Ayer, junto con
otros compañeros, estuve confesando a un nutrido grupo de niños y niñas de 10 y
11 años. Para facilitar el encuentro, antes incluso de hacer la señal de la cruz,
los acogí con un breve saludo: Buon
giorno, come stai? (Buenos días, ¿cómo estás?). Ellos, con pocas variantes,
me respondieron: Molto bene, e tu? (Muy
bien, ¿y tú?). El molto bene lo
encuentro lógico. Es la respuesta cortés que siempre se da. Lo que me sorprendió fue ese ¿Y tú? dicho con total espontaneidad y con
la perfecta vocalización típica de los niños italianos. Era una forma de entrar
en diálogo, de ponerse a la altura de un adulto. Algunos vacilaban entre
tratarme de usted o de tú, pero la mayoría optó por el tú sin titubeos. A
partir de ahí, con idéntica naturalidad, comenzaban a desgranar sus pecados. En
ningún caso observé miedo, vacilación o disgusto. Al contrario, para ellos era
agradable compartir lo que vivían en su casa, en el colegio y con sus amigos. Casi
todos me confesaban que por la noche hablaban
con Jesús. Uno, que debía de tener ya casi 12 años, me dijo con mucha
sinceridad que no estaba seguro de creer en Jesús porque hasta ahora no lo había
visto. Era su primera “crisis de fe”.
Regresé a casa sereno, con la impresión de haber sido introducido en los misterios
de la Semana Santa a través del magisterio limpio de unos niños libres y
felices. Se encuentran en esa franja de edad en la que ya no son niños pequeños
–de hecho, saben muchas cosas–, pero no han atravesado todavía la línea roja de
la desconfianza.
Los adultos hemos
perdido la capacidad de llamar a las cosas por su nombre y de sentirnos a gusto
actuando así. La educación moralizante y las experiencias negativas nos
convierten en maestros en el arte del fingimiento, los eufemismos, la
diplomacia y en algunos casos la ocultación. Llega un momento en que tenemos
miedo de la realidad.

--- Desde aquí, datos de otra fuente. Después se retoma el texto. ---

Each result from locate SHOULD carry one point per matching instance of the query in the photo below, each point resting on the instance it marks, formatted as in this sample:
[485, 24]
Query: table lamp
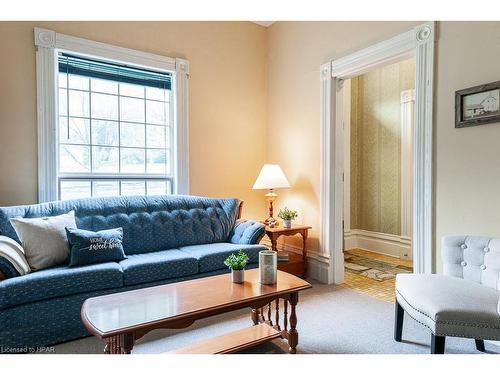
[271, 177]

Si algo supone el sacramento de la Reconciliación, como
experiencia humana, es disfrutar de un espacio en el que podemos volver a
llamar a las cosas por su nombre sin tener que guardar las apariencias, sin la
obsesión de presentar una imagen arreglada
y, por supuesto, sin temor a ser juzgados por lo que somos. ¡Lástima que muchas
personas hayan perdido esta posibilidad liberadora por culpa de experiencias negativas
vividas en el pasado o simplemente por vergüenza, inhibición o falta de oportunidades!
Donde no tenemos posibilidad de disfrutar de experiencias genuinas de reconciliación
y sabiduría solemos recurrir a las terapias. Una persona que nunca puede
ventilar su conciencia con libertad, que no se siente escuchada con respeto y
atención, que no experimenta la gracia del perdón, acaba siendo prisionera de
sí misma. A primera vista, parece más autónoma, más fuerte, pero, en realidad,
se asienta sobre bases muy frágiles. Solo los que se abajan son realmente
fuertes.
¡Cómo me gustaría
acercarme al sacramento con la frescura y libertad con que lo hicieron ayer los
niños a los que confesé! Reconozco que me ayudaron más que algunas reflexiones
sesudas que he leído sobre la teología del sacramento. Los pequeños siempre son maestros de las cosas importantes.